Egrep Command usage:

-e,-f,-q,--color=auto,-v,-o,-i,-a #,-b#,-c#: as grep means

-G: Supports basic regular expressions, which is equivalent to grep.

Regular expressions and text processing one of the Three Musketeers: grep and Egrep

Contact Us

The content source of this page is from Internet, which doesn't represent Alibaba Cloud's opinion; products and services mentioned on that page don't have any relationship with Alibaba Cloud. If the content of the page makes you feel confusing, please write us an email, we will handle the problem within 5 days after receiving your email.

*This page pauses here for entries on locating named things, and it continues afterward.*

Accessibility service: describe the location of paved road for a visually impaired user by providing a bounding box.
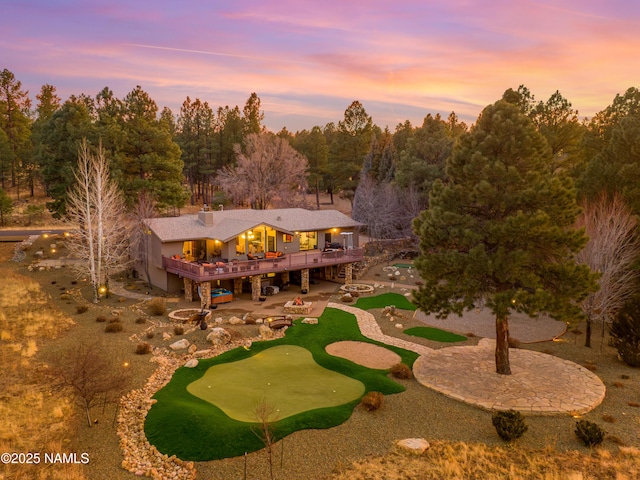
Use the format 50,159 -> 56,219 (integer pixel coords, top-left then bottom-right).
0,228 -> 66,242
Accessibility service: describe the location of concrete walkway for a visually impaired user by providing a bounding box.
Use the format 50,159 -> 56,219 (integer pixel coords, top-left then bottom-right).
328,303 -> 606,415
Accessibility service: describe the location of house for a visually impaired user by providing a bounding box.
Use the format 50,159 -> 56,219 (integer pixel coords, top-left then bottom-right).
137,205 -> 363,307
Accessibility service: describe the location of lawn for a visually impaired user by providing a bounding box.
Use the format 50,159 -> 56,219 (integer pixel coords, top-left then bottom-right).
187,345 -> 364,422
145,308 -> 417,461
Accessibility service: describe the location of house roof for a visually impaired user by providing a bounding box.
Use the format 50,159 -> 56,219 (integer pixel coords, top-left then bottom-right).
148,208 -> 364,242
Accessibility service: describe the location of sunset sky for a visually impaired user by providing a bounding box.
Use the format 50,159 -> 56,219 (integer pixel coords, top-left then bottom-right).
0,0 -> 640,132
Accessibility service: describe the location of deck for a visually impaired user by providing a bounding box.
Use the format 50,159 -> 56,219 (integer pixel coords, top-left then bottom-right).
162,248 -> 364,283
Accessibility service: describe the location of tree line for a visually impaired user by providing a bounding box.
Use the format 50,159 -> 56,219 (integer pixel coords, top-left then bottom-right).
0,69 -> 640,238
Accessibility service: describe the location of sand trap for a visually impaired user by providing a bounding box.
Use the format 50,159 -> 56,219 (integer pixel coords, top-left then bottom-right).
325,341 -> 402,369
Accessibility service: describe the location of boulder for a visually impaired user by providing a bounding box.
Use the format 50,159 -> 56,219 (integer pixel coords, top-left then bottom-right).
258,325 -> 274,340
207,327 -> 231,345
397,438 -> 430,455
169,338 -> 189,351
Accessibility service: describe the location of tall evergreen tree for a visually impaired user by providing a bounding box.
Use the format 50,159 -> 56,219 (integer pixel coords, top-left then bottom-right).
414,101 -> 596,374
176,97 -> 217,205
37,96 -> 98,218
0,68 -> 31,195
242,92 -> 264,137
112,86 -> 188,209
395,114 -> 454,205
330,100 -> 373,200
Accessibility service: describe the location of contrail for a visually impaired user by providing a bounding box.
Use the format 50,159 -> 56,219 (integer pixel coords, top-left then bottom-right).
125,43 -> 264,60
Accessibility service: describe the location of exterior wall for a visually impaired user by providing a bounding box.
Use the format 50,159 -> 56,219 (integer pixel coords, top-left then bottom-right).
148,221 -> 359,293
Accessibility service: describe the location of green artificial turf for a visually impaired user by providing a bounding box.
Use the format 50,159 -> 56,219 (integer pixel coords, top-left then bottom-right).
187,345 -> 364,422
404,327 -> 467,342
145,308 -> 418,461
355,293 -> 417,310
393,263 -> 413,268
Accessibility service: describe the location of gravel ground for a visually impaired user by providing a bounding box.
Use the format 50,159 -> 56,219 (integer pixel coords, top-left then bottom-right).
5,250 -> 640,480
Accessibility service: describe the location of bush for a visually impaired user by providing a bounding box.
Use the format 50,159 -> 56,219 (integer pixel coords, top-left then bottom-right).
491,410 -> 529,442
360,392 -> 384,412
147,298 -> 167,317
104,322 -> 124,333
575,420 -> 607,447
609,295 -> 640,367
389,363 -> 413,380
136,342 -> 151,355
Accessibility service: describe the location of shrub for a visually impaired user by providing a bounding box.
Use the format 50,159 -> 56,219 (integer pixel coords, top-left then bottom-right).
147,298 -> 167,317
491,410 -> 529,442
389,363 -> 413,379
136,342 -> 151,355
104,322 -> 124,333
609,295 -> 640,367
360,392 -> 384,412
575,420 -> 606,447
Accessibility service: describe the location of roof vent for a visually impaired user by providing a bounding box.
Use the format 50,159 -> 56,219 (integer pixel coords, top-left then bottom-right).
198,210 -> 213,227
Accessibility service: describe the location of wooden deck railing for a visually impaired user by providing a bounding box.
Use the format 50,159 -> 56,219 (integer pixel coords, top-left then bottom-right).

If you find any instances of plagiarism from the community, please send an email to: info-contact@alibabacloud.com and provide relevant evidence. A staff member will contact you within 5 working days.

A Free Trial That Lets You Build Big!

Start building with 50+ products and up to 12 months usage for Elastic Compute Service

  • Sales Support

    1 on 1 presale consultation

  • After-Sales Support

    24/7 Technical Support 6 Free Tickets per Quarter Faster Response

  • Alibaba Cloud offers highly flexible support services tailored to meet your exact needs.